Japan unshackles its public pension funds
Japan is on course to completely overhaul the goals, management and governance of its public pension funds, with a view to making their stewardship of more than ¥200 trillion ($2 trillion) of assets more active, more diversified and more focused on generating higher returns.
A panel established in December, shortly after Shinzo Abe took power as prime minister, yesterday (November 20) published its final report, sending its recommendations back to his cabinet. It is now up to Abe and his ministers to decide which recommendations to back and how to implement them.
The ‘Panel for Sophisticating the Management of Public/Quasi-public Funds’ was charged with figuring out how to make public fund investing match Abe’s goal of economic revival.
The panel’s meetings, which began in July, focus on the ¥120.5 trillion Government Pension Investment Fund (GPIF), the ¥17.5 trillion Pension Fund Association for Local Government Officials (Chikyoren), the ¥7.8 trillion Federation of National Public Service Personnel Mutual Aid Association (KKR) and the ¥3.6 trillion Promotion and Mutual Aid Association for Private Schools (Shigaku Kyosai) – among others.

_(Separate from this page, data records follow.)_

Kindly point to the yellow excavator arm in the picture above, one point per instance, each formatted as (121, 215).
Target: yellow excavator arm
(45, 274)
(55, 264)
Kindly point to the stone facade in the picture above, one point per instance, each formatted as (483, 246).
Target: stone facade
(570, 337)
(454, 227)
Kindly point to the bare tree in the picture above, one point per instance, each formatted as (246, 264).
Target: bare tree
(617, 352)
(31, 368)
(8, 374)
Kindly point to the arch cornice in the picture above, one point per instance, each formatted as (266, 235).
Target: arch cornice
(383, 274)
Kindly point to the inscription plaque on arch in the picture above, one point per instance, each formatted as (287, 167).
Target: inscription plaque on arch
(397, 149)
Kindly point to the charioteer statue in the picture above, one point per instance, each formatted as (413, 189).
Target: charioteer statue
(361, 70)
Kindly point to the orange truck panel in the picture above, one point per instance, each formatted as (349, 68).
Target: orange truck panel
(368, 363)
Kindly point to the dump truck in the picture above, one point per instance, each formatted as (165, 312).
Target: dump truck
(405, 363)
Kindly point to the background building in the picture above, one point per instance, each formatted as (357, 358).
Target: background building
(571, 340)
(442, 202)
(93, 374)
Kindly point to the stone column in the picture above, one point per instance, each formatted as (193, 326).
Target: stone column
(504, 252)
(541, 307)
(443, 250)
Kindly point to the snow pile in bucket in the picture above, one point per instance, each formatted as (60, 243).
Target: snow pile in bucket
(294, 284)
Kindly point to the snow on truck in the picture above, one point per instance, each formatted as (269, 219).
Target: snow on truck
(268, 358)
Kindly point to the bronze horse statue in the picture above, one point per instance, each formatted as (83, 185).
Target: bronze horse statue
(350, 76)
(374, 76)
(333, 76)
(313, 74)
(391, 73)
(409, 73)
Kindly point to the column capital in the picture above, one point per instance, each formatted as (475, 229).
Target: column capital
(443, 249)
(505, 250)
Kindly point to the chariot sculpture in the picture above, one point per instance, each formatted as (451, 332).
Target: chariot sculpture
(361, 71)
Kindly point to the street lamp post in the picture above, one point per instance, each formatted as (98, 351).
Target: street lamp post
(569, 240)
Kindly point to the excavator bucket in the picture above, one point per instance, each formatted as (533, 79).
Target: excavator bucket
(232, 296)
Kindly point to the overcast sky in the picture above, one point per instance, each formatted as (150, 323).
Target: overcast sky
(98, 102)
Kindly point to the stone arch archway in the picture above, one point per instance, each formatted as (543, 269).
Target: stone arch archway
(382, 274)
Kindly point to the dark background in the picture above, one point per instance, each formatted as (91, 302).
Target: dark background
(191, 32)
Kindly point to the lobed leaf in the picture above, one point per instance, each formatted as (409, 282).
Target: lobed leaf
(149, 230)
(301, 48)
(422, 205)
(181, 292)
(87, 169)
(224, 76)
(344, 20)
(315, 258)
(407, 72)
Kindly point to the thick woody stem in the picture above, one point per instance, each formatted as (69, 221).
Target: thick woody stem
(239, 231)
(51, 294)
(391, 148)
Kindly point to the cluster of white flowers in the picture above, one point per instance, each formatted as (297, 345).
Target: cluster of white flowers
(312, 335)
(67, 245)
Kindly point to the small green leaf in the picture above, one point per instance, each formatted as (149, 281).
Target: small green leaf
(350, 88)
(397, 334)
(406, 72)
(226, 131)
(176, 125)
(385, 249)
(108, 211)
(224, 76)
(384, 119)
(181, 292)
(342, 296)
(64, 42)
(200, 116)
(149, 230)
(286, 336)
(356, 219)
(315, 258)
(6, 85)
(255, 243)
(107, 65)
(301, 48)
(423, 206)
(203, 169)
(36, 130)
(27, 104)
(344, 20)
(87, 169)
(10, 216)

Firstly, the panel calls for investment objectives to focus on beating the inflation expected to result from ‘Abenomics’. This means revising asset allocations that are too exposed to domestic bonds, in order to improve returns and mitigate the risks of rising interest rates.

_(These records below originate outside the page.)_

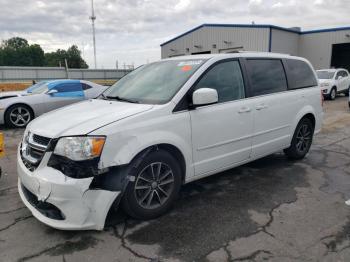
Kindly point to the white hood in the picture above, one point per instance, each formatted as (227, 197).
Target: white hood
(82, 118)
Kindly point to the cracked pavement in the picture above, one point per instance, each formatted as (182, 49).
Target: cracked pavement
(272, 209)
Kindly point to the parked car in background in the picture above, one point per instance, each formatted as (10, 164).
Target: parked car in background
(333, 82)
(18, 108)
(163, 125)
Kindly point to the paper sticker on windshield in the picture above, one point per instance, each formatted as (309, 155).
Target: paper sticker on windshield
(190, 63)
(186, 68)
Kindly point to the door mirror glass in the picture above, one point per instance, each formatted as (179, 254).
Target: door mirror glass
(52, 92)
(205, 96)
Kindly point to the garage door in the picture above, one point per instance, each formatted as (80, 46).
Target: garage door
(341, 56)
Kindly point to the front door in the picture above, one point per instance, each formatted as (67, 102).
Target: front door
(221, 133)
(275, 107)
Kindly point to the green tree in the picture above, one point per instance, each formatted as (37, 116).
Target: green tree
(16, 51)
(15, 43)
(73, 56)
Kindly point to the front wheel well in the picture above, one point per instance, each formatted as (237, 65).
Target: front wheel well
(20, 104)
(173, 150)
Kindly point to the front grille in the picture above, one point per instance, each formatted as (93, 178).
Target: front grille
(33, 149)
(41, 140)
(45, 208)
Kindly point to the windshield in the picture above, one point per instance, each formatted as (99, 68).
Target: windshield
(154, 83)
(325, 74)
(38, 88)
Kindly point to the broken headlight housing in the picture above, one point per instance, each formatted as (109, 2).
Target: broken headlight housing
(80, 148)
(77, 157)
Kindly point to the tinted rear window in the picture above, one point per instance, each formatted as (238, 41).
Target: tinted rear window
(300, 74)
(267, 76)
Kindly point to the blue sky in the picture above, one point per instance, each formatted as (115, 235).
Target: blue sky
(131, 31)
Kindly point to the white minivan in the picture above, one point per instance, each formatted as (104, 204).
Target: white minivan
(163, 125)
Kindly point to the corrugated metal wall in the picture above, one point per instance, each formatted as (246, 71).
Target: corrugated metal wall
(317, 47)
(218, 39)
(284, 42)
(10, 74)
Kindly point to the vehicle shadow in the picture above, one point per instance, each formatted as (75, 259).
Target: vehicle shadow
(218, 207)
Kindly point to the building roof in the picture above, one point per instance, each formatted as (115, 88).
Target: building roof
(291, 30)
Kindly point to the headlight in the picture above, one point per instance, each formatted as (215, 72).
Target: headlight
(80, 148)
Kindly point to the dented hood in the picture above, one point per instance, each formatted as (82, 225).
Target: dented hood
(84, 117)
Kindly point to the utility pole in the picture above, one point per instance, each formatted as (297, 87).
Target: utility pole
(93, 18)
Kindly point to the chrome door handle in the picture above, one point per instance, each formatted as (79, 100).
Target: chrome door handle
(244, 110)
(260, 107)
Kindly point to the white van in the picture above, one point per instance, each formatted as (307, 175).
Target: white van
(163, 125)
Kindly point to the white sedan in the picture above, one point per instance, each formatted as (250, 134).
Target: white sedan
(18, 108)
(333, 82)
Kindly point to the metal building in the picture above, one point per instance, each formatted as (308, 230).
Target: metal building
(324, 48)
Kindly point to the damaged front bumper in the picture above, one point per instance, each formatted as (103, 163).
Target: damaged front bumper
(63, 202)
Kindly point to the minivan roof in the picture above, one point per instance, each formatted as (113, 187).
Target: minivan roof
(332, 69)
(237, 54)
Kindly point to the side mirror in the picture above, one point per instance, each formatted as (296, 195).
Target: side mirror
(52, 92)
(205, 96)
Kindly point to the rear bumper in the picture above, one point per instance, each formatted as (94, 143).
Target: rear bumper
(62, 202)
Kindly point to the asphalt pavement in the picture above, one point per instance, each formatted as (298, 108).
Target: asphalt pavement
(272, 209)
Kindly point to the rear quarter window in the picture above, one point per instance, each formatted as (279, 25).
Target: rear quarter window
(300, 74)
(266, 76)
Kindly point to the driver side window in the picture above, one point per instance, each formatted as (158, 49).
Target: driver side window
(226, 78)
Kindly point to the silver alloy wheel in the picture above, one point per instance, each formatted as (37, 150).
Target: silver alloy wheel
(154, 185)
(20, 116)
(333, 94)
(303, 138)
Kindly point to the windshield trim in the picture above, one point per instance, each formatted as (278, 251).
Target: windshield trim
(153, 102)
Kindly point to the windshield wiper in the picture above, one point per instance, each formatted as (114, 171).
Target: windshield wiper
(122, 99)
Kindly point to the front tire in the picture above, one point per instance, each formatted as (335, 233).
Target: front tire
(333, 93)
(18, 116)
(302, 140)
(156, 186)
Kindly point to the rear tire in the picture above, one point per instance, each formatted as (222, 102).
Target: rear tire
(347, 92)
(302, 140)
(18, 116)
(156, 186)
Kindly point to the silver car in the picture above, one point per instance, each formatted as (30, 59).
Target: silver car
(18, 108)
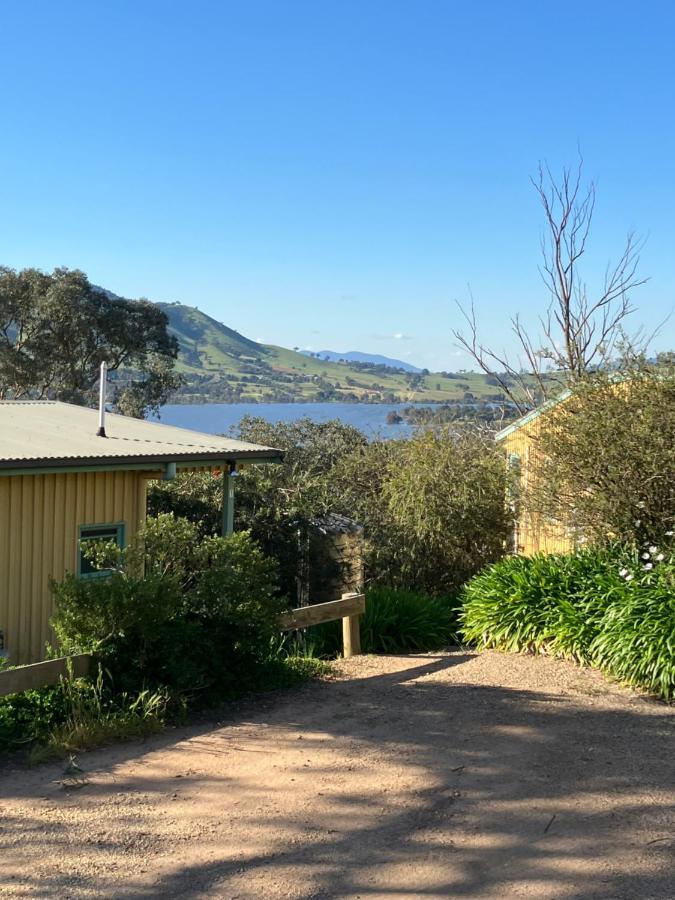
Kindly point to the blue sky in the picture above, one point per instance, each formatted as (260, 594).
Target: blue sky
(334, 174)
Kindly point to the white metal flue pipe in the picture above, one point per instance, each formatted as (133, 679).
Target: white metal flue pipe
(101, 400)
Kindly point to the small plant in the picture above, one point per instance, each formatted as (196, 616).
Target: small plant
(93, 717)
(613, 608)
(395, 622)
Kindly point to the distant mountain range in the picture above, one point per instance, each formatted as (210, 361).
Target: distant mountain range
(220, 365)
(370, 358)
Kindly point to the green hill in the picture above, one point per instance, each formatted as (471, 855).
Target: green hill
(219, 364)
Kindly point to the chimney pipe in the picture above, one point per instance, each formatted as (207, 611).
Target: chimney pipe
(101, 401)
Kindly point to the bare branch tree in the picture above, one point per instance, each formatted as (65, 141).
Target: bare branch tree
(579, 329)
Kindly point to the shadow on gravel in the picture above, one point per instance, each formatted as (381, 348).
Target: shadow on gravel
(532, 788)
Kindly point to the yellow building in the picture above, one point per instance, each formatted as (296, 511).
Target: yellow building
(61, 483)
(533, 534)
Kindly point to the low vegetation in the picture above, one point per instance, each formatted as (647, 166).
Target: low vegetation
(432, 506)
(611, 607)
(395, 621)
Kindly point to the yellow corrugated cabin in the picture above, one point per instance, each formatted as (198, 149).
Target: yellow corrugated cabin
(61, 484)
(532, 534)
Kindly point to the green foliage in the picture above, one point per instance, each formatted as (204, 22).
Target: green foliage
(613, 608)
(91, 717)
(29, 716)
(608, 452)
(56, 329)
(432, 507)
(197, 496)
(199, 622)
(394, 622)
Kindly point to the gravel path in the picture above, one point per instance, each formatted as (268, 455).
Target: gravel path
(433, 776)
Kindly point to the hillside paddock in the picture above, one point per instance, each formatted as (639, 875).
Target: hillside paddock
(434, 776)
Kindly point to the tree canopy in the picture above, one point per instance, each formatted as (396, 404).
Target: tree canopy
(57, 328)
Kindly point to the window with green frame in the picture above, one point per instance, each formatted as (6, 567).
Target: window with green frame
(113, 532)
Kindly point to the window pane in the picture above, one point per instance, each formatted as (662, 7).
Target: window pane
(97, 533)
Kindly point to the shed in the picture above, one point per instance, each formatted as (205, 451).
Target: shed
(61, 483)
(532, 533)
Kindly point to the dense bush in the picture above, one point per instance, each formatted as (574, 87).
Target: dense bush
(432, 507)
(199, 621)
(613, 608)
(76, 715)
(394, 622)
(607, 457)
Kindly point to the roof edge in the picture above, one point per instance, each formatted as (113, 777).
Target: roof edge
(533, 414)
(149, 461)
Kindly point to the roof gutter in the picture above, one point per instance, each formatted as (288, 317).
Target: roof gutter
(127, 464)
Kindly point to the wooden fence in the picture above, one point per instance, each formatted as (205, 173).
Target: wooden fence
(349, 609)
(27, 678)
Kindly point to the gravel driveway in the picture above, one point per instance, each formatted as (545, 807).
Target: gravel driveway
(433, 776)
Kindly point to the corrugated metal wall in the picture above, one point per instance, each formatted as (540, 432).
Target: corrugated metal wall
(40, 517)
(533, 534)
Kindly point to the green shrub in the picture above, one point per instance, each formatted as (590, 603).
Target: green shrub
(29, 716)
(92, 717)
(199, 623)
(433, 508)
(610, 457)
(77, 714)
(394, 622)
(636, 641)
(613, 608)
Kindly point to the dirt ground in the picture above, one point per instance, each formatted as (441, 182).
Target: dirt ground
(433, 776)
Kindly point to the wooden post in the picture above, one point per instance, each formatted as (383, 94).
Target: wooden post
(351, 632)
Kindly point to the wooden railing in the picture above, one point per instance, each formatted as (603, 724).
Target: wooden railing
(35, 675)
(349, 609)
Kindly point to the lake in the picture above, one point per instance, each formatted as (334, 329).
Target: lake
(218, 418)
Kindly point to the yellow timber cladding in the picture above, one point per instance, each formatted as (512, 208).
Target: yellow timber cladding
(533, 534)
(40, 519)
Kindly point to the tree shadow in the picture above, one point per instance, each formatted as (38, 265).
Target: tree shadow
(486, 791)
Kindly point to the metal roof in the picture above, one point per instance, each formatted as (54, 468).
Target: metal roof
(45, 434)
(533, 414)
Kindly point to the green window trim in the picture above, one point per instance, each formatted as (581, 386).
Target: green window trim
(107, 531)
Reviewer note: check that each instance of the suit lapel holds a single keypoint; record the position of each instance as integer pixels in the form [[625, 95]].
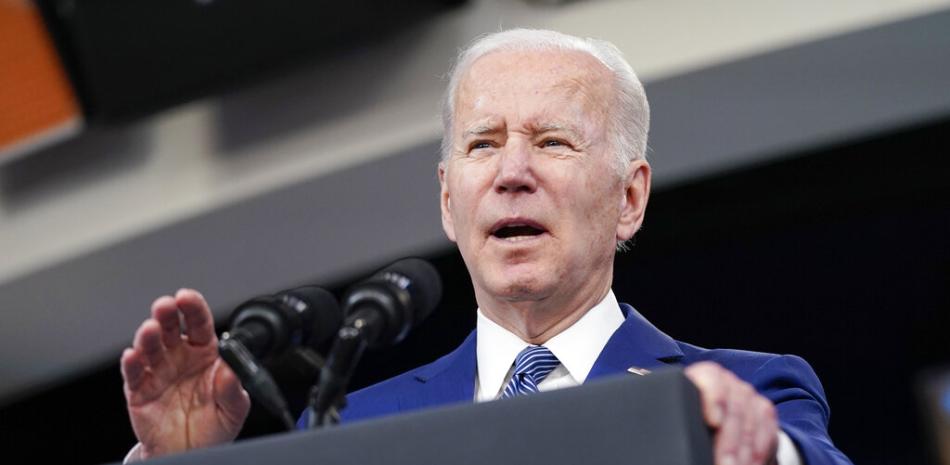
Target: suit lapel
[[637, 343], [450, 379]]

In addition, the panel suggests public funds seek long-term investment exposures and generally higher returns. That means carving out bigger portions of risk-seeking portfolios. Whereas in the past surpluses were automatically placed into ‘safe’, low-risk investments, now they should in some cases “adopt a middle-risk, middle-return approach”, according to the panel’s final report published yesterday.
The panel also suggests public funds be given flexibility in how they pay commissions and fees, noting that these have been driven down, but at the cost of good advice or access to the best products.
To realise these goals, public funds should diversify into new types of assets, including real estate investment trusts, infrastructure, venture capital funds, private equity and commodities.
The report does not mention hedge funds, but Sadayuki Horie, senior researcher at Nomura Research Institute and a member of the panel, says the GPIF and others will need to consider other long-only allocations to riskier parts of the fixed-income universe as well as equities.
While Japanese officials do not like to think of carve-outs of GPIF or other assets as creating ‘sovereign wealth funds’ (because GPIF is a pension fund, with a liability), the report says “…while investment diversification could lead these investors to be deemed as sovereign wealth funds, there would be no problem as long as they comply with the 2008 internationally agreed code of conduct known as the ‘Santiago Principles’.”
Other details in the report include a call to adopt fundamentally weighted benchmarks in addition to market-cap weighted indices, noting that Japan Exchange Group and Nikkei will soon introduce an index, the JPX-Nikkei 400, based on factors such as return on equity.
The final, perhaps most important suggestion by the panel is to change the governance structure, by shifting the investment committee reporting line. Currently it is part of the administrative arm of these funds, but the panel suggests it report directly to the board of directors, independent of the CEO. The board would continue to report to the minister in charge of the fund.
There is no way the GPIF, for example, could handle these changes today. It is run by a very small staff, less than 100 people, which works because almost all allocations are passive and simple. Therefore these funds will have to expand their headcount and hire more people with market experience – which could well prove a cultural shock to the current breed of bureaucrats.
Horie says that, over time, funds such as GPIF will in-source more of their assets, as they develop their own expertise. But these funds will also need to outsource more mandates as they expand into new asset classes and adopt a more active-management stance.